Which only served to underscore that I was not.
I never had been, even at my best.
Would I ever be?
Lucinda Pennyworth, the daughter of a con man, is trying her best to leave her father’s sordid past behind her. When he dies unexpectedly, she takes the opportunity to move to West Point to live with her aunt, ready to take on a new life and determined to marry a respectable man, a West Point cadet, to impress her relatives.
Seth Westcott, a cadet at the academy, is proud to be at the top of his senior class. But when his mother dies and his sister loses their inheritance to a swindler, Seth wants nothing more than to head west to track down the con man. But the army will only send the cadets at the bottom of the class to the frontier . . . which leaves Seth with some tough choices.
When a woman trying her best to be good meets a man determined to be anything but, can there be hope for love, or will two lonely hearts be condemned to casual flirtation?
Not having read any of Siri Mitchell’s books before, I wasn’t sure what to expect from this novel. So many historical romances seem lacklustre to me these days for a variety of reasons: flat characters, clichéd plot lines, too much expository writing, and so on. Fortunately, none of these descriptions applied to this novel. I was also concerned that a plot with a character deliberately sabotaging his academic performance would, in turn, sabotage my enjoyment of the story. It didn’t.

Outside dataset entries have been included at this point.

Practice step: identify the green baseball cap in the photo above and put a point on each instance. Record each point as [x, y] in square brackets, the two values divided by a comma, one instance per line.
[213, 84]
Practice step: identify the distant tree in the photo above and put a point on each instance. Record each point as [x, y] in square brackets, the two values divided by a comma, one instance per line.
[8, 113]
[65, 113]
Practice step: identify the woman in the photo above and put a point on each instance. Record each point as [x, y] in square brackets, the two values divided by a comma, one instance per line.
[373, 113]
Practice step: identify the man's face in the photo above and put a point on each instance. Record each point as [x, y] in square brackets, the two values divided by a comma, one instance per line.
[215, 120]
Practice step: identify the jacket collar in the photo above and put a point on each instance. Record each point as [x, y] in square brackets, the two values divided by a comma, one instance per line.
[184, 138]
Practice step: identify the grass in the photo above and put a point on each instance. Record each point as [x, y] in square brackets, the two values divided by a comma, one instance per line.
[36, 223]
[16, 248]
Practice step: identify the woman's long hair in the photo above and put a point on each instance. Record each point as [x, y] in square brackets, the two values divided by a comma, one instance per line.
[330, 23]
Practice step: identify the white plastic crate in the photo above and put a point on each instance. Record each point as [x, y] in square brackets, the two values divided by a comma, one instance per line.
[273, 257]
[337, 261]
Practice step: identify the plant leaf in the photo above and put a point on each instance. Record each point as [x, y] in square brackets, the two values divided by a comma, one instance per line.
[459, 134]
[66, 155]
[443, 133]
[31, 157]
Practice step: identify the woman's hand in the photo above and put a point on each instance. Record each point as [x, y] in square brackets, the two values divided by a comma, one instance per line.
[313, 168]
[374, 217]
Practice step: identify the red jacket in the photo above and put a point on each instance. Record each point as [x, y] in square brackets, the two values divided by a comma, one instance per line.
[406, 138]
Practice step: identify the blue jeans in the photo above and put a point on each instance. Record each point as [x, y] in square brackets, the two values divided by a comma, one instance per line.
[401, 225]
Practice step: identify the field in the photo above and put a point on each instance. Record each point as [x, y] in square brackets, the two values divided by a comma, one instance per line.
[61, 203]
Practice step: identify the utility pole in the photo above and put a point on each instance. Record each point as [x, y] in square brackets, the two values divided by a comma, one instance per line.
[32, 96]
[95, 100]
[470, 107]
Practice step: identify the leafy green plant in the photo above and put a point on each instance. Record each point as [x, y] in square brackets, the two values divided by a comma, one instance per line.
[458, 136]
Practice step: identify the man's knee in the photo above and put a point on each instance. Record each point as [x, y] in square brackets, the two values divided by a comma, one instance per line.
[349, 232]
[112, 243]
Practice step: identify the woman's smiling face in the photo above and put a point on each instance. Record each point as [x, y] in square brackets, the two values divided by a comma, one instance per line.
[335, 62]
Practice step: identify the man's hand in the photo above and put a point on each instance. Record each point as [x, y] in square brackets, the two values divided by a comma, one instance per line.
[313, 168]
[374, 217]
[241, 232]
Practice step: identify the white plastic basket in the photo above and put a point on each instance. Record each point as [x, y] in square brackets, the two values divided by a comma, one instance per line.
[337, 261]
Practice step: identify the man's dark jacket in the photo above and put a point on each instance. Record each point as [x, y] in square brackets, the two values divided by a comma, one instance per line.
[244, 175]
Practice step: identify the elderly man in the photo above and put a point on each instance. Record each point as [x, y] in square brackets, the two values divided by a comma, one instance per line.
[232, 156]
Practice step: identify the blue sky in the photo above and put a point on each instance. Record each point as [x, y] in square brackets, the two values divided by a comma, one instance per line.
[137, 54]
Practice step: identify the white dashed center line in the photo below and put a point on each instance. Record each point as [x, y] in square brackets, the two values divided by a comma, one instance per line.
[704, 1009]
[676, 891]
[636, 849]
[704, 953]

Seth was an endearing character: quiet, studious, reliable, affable. I’m still not sure I could have sabotaged my marks and my reputation as he did, but there was a kind of dry humour in both the matter-of-fact way that Seth’s friends go about helping him lower his status at the academy, and Seth’s phlegmatic responses. Here he is, the top of his fellow cadets, trying, but failing to be less conscientious, and reliant on the efforts of notoriously un-conscientious cadets who are surprisingly conscientious about helping him succeed . . . at failing! And if you followed that explanation, hats off to you! But seriously, despite their lack of academic application and the misguided nature of their endeavour, Seth’s friends were genuine, well-rounded, and likeable characters, and made for a great supporting cast.
I also thought Lucinda’s journey of self-discovery was well done. Over the course of her time in West Point she learns that she really doesn’t know much about her parents at all, and she begins to question everything that her father has told her. The irony is that while Lucinda wants to distance herself from her former way of life and be seen as a respectable young lady, she is only just beginning to understand how truly unrespectable her father’s way of life was. And while she is working hard at becoming respectable, Seth seems to be working equally hard at becoming unrespectable.
I will admit that I suspected how some elements of the story would develop, but this tended to build my anticipation rather than spoiling the story, and in the end I was still taken somewhat by surprise. I was impressed by the way in which both Seth and Lucinda faced the consequences of their choices. The author didn’t magic them away, but at the same time they had the hope that God could still turn their mess to their benefit. As Colonel Lee says to Seth: “Some decisions you can’t recover from once they’ve been made, but a smart man always finds a way to make the most of what’s been done – to manage those things he can’t change.”
The spiritual aspect of Lucinda’s journey is not a prominent part of the plot, although it hovers in the background. Personally, I thought it could have been brought out a little more than it was, but this didn’t stop me from enjoying the novel. It was a nice way to spend a few hours and I’m of a mind to check out some of Siri Mitchell’s other books now.
I received a complimentary copy of this book from Bethany House Publishers in exchange for my honest review.